There are believed to be 55 citizens of the countries in question who are at present in gaol. Five of these are citizens of the United Kingdom and Colonies, five of Canada, three of Australia and 42 of the United States. A further 20 United States citizens are reported to be under house arrest.
Others are known to have died in prison, though no satisfactory details have been obtained from the Chinese authorities, 52 and several have been released in such a poor state of health, due to neglect of their special ailments, that they died shortly after release.

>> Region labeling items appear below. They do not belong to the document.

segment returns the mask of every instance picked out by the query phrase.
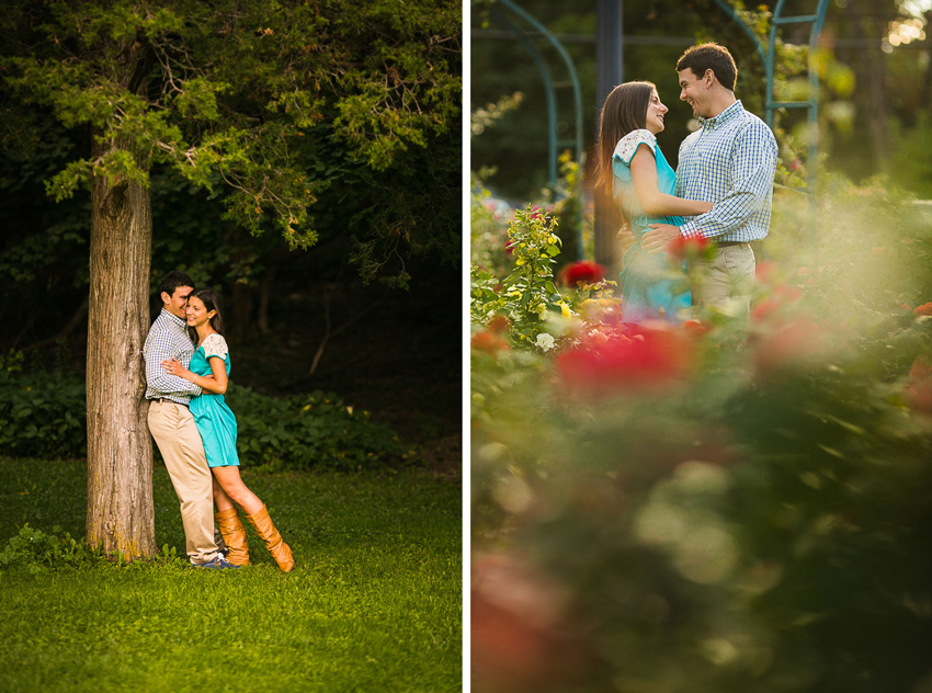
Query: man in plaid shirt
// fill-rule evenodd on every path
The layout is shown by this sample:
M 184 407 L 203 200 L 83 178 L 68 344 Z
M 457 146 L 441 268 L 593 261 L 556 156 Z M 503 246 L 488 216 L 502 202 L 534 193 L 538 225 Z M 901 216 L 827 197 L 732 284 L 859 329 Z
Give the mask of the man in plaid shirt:
M 234 568 L 214 539 L 214 486 L 204 442 L 187 409 L 201 388 L 167 373 L 162 361 L 178 359 L 186 368 L 194 354 L 187 334 L 187 297 L 194 282 L 181 272 L 169 272 L 159 286 L 162 310 L 143 346 L 146 360 L 146 399 L 149 431 L 156 439 L 174 492 L 181 502 L 181 522 L 187 558 L 198 568 Z
M 680 100 L 693 107 L 701 126 L 680 145 L 677 195 L 714 206 L 682 226 L 651 224 L 641 245 L 658 252 L 680 237 L 715 241 L 715 258 L 700 268 L 693 300 L 747 316 L 755 269 L 749 242 L 770 230 L 776 139 L 735 98 L 738 68 L 727 48 L 693 46 L 677 71 Z

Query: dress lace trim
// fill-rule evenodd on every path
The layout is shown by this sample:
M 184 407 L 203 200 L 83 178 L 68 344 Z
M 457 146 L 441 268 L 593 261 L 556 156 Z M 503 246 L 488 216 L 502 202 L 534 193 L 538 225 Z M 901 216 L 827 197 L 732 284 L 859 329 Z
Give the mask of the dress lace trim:
M 227 340 L 223 338 L 221 334 L 214 332 L 213 334 L 208 334 L 204 342 L 201 344 L 204 348 L 204 356 L 209 359 L 211 356 L 219 356 L 220 359 L 226 359 L 227 352 L 229 348 L 227 346 Z
M 630 166 L 634 152 L 637 151 L 639 145 L 647 145 L 650 147 L 650 151 L 657 156 L 657 137 L 647 129 L 632 130 L 622 137 L 615 145 L 615 152 L 612 156 L 618 157 L 625 166 Z

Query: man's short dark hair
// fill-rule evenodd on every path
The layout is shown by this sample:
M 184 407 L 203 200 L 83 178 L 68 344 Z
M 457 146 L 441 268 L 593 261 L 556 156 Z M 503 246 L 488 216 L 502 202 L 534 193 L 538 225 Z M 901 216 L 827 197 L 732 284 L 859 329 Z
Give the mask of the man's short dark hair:
M 735 58 L 728 53 L 728 48 L 716 43 L 705 43 L 692 48 L 680 56 L 677 63 L 677 71 L 682 72 L 686 68 L 693 71 L 697 78 L 705 75 L 706 70 L 715 72 L 717 79 L 725 89 L 735 91 L 735 82 L 738 81 L 738 66 Z
M 169 296 L 174 296 L 174 289 L 179 286 L 190 286 L 194 288 L 194 280 L 187 276 L 184 272 L 169 272 L 164 275 L 159 284 L 159 295 L 164 292 Z

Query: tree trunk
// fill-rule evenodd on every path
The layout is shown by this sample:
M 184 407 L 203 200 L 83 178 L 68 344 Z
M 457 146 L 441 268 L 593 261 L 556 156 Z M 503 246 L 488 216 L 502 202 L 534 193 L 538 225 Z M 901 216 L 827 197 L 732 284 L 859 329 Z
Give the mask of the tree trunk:
M 143 364 L 151 200 L 138 183 L 111 185 L 105 178 L 91 188 L 87 531 L 90 544 L 133 560 L 156 555 Z

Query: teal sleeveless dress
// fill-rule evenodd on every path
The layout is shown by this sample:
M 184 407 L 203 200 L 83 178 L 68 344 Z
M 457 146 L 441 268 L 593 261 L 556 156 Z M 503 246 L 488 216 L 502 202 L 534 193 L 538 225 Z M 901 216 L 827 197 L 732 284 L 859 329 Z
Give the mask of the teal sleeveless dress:
M 657 162 L 657 186 L 661 193 L 677 194 L 677 173 L 667 163 L 650 130 L 636 129 L 618 140 L 612 156 L 612 195 L 628 220 L 636 242 L 622 258 L 622 321 L 679 321 L 681 311 L 692 306 L 692 293 L 684 268 L 671 266 L 666 253 L 648 254 L 641 247 L 648 224 L 680 226 L 682 217 L 649 216 L 640 207 L 634 189 L 630 163 L 638 147 L 646 146 Z
M 206 351 L 205 351 L 206 348 Z M 195 375 L 212 375 L 209 354 L 223 355 L 230 374 L 230 354 L 226 340 L 219 334 L 211 334 L 194 351 L 189 370 Z M 207 454 L 207 465 L 211 467 L 239 466 L 239 455 L 236 452 L 236 417 L 224 401 L 223 395 L 213 395 L 206 390 L 200 397 L 191 398 L 191 413 L 201 440 L 204 441 L 204 452 Z

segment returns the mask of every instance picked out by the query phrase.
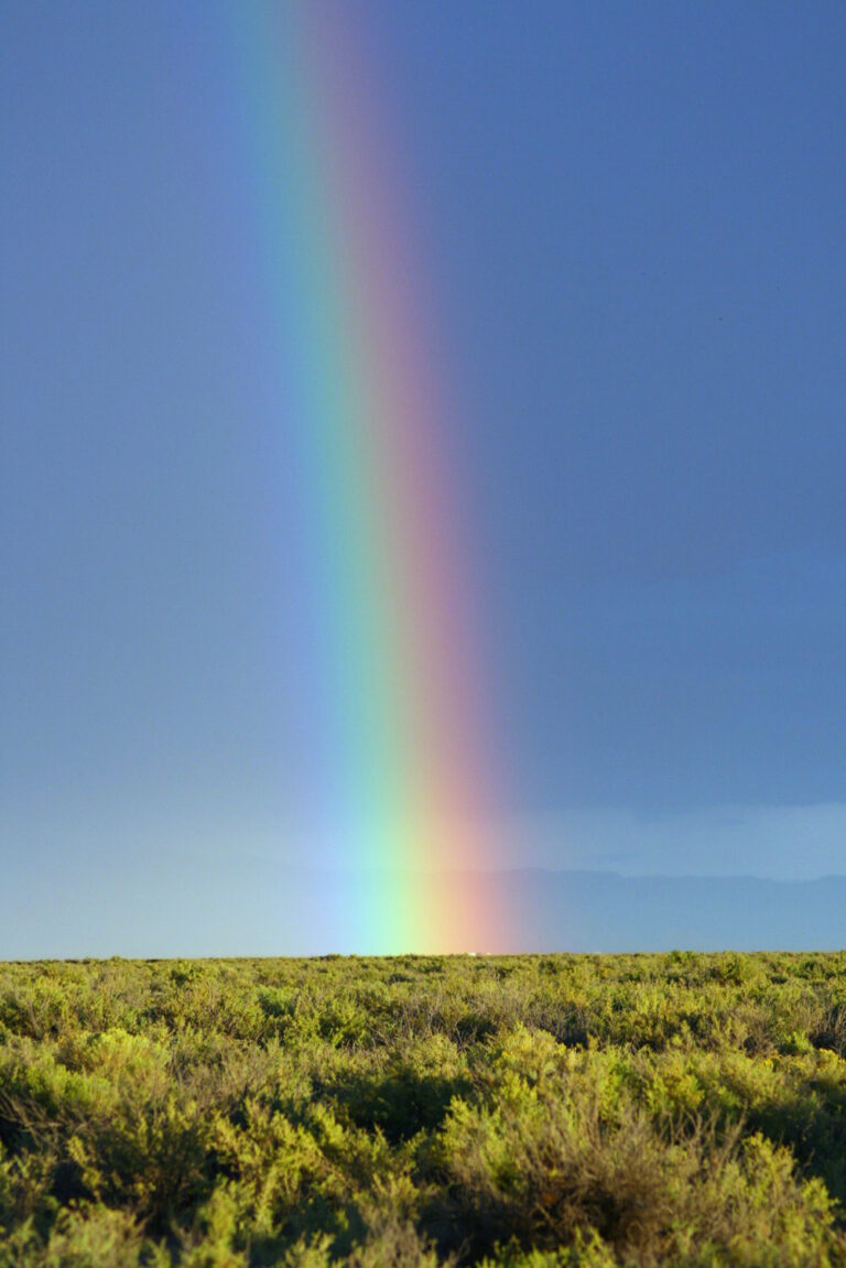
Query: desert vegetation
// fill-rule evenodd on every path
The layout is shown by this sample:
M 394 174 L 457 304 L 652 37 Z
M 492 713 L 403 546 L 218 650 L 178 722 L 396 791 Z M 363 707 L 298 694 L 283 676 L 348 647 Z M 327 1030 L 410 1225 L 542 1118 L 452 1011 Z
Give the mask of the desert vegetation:
M 846 1264 L 846 954 L 0 965 L 0 1268 Z

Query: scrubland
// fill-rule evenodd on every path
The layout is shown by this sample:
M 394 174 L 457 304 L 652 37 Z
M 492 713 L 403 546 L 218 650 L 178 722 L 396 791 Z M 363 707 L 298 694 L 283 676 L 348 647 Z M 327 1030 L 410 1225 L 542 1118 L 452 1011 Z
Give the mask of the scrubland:
M 846 954 L 0 965 L 0 1268 L 846 1265 Z

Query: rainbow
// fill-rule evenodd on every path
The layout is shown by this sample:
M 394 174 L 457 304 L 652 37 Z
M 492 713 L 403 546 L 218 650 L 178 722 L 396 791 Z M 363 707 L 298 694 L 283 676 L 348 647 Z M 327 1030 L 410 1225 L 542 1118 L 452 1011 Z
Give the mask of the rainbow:
M 365 954 L 493 951 L 510 940 L 482 875 L 495 762 L 449 374 L 354 11 L 255 0 L 231 19 L 320 578 L 325 831 L 359 877 L 327 926 Z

The figures given are subject to correction, since in most cases persons under detention have not been permitted to get in touch with their national representative families or friends.
General representations on behalf of those detained were made by Her Majesty's Chargé d'Affaires in August last year and the attention of the Central People's Government has repeatedly been drawn to the various individual cases by separate communications. I regret to inform the House that these representations do not so far appear to have effected any improvement in the situation. Hence the Note which Her Majesty's Chargé d'Affaires has been instructed to address today to the Chinese Government.
§ Mr. Harold Davies
How has the Foreign Secretary had the information that there has been no improvement in the conditions of the people who are either under house arrest or in imprisonment if there has been no real contact with the Chinese People's Government? Secondly, when did the British Government make the first approaches to the Chinese for some rectification and clarification of this position?
§ Mr. Eden
The first representations were made by the late Government last autumn. We have continued individual representations on various cases, but we felt, in view of the situation as it now is, and its seriousness, that we ought to address a formal Note of protest setting out the whole position, and I very much hope that it will have the effect of allowing our consulate authorities to make representations on the various individual cases.